Dubbin graduated from the Master’s Program of Experimentation in Art and Politics (SPEAP) at SciencesPo in Paris and received a BA in Moving Image Arts from the College of Santa Fe. Davidson earned a BA in Studio Arts from the University of New Mexico, Albuquerque, and an MFA from the Milton Avery Graduate School of the Arts at Bard College. Their work has been exhibited at the Pulitzer Foundation in St. Louis, the Living Art Museum in Reykjavík, SculptureCenter in New York, and Henie Onstad Kunstsenter in Norway and has been covered by the New York Times, Cabinet Magazine, and the New Yorker.

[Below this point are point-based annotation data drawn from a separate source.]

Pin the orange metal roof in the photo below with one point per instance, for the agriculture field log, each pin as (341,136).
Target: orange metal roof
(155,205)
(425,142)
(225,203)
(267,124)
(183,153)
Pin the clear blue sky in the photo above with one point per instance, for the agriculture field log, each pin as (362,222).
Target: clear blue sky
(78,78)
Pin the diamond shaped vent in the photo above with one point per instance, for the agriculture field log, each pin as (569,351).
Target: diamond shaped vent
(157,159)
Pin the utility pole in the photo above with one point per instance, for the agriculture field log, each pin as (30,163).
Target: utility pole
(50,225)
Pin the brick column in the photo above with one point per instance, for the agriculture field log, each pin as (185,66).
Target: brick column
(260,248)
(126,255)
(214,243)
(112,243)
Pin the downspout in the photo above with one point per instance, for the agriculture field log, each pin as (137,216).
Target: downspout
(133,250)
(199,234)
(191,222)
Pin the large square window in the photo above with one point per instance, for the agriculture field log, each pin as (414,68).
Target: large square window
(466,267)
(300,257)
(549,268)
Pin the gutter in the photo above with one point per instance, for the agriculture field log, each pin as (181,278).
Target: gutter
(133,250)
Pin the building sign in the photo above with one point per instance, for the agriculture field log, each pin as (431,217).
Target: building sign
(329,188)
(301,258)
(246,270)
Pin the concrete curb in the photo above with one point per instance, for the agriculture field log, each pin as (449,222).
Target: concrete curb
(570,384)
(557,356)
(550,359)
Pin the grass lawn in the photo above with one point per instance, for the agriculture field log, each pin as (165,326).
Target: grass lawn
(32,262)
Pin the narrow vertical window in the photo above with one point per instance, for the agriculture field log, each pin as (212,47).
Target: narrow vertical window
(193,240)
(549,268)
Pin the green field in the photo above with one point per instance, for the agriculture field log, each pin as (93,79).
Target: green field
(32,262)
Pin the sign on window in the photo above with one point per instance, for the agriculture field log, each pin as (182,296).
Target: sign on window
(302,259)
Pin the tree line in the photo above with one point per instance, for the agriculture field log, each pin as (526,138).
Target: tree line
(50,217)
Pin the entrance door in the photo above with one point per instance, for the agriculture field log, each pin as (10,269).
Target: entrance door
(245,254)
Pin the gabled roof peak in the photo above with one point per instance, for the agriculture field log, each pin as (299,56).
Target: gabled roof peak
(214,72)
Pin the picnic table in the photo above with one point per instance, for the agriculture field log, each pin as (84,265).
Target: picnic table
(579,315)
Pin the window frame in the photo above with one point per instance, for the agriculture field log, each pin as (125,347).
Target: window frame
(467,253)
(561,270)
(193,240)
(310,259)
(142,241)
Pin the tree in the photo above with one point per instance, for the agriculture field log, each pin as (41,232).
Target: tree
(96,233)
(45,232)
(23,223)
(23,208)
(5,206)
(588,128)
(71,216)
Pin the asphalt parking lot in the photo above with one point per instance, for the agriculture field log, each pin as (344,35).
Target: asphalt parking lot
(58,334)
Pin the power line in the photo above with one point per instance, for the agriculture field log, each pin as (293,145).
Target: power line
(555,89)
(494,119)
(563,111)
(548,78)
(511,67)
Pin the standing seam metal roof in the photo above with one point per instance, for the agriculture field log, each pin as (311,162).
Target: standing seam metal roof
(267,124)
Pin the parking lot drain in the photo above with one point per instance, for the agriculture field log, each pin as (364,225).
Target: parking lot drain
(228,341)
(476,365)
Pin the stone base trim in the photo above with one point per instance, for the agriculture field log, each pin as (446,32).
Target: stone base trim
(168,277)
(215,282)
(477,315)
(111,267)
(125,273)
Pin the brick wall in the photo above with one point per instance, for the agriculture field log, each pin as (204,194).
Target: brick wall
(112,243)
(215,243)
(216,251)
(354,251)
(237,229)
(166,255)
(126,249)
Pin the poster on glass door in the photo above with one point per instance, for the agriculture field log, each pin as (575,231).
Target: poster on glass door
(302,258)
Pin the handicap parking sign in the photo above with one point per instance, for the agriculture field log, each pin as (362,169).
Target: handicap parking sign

Lisa Corinne Davis, BFA ’80, is an artist whose paintings and works on paper involve intricate layers of color and form that evoke the structures and narratives of maps. She describes this “inventive geography” as expressing the complex connections between “race, culture, and history.” After earning her undergraduate degree from Pratt, she received an MFA from Hunter College. Her solo shows have included exhibits at June Kelly Gallery, Gerald Peters Gallery, and Zolla/Lieberman Gallery, and her work is in the collections of the Museum of Modern Art, J. Paul Getty Museum, and Victoria and Albert Museum. She was also featured in the landmark 2015 exhibition Represent: 200 Years of African American Art at the Philadelphia Museum of Art. She is a longtime arts educator, including at the Yale University School of Art and currently at Hunter College as a professor, co-director of the MFA program, and head of painting.

The interdisciplinary art created by Maria Gaspar, BFA ’02, uses installation, sound, performance, and sculpture to consider social justice issues, particularly related to incarceration. For instance, the 2012-16 96 Acres Project featured a series of community-engaged art projects involving performance, video, and sound to examine the impact of incarceration at Chicago’s Cook County Jail, while the ongoing Radioactive: Stories from Beyond the Wall communicates the experiences within the jail through radio broadcasts and visual projections. Following her undergraduate studies at Pratt, Gaspar earned an MFA from the University of Illinois at Chicago. Her work has been exhibited at MoMA PS1, the San José Museum of Art, Contemporary Arts Museum Houston, and Jack Shainman Gallery. She is an associate professor of contemporary practices at the School of the Art Institute of Chicago.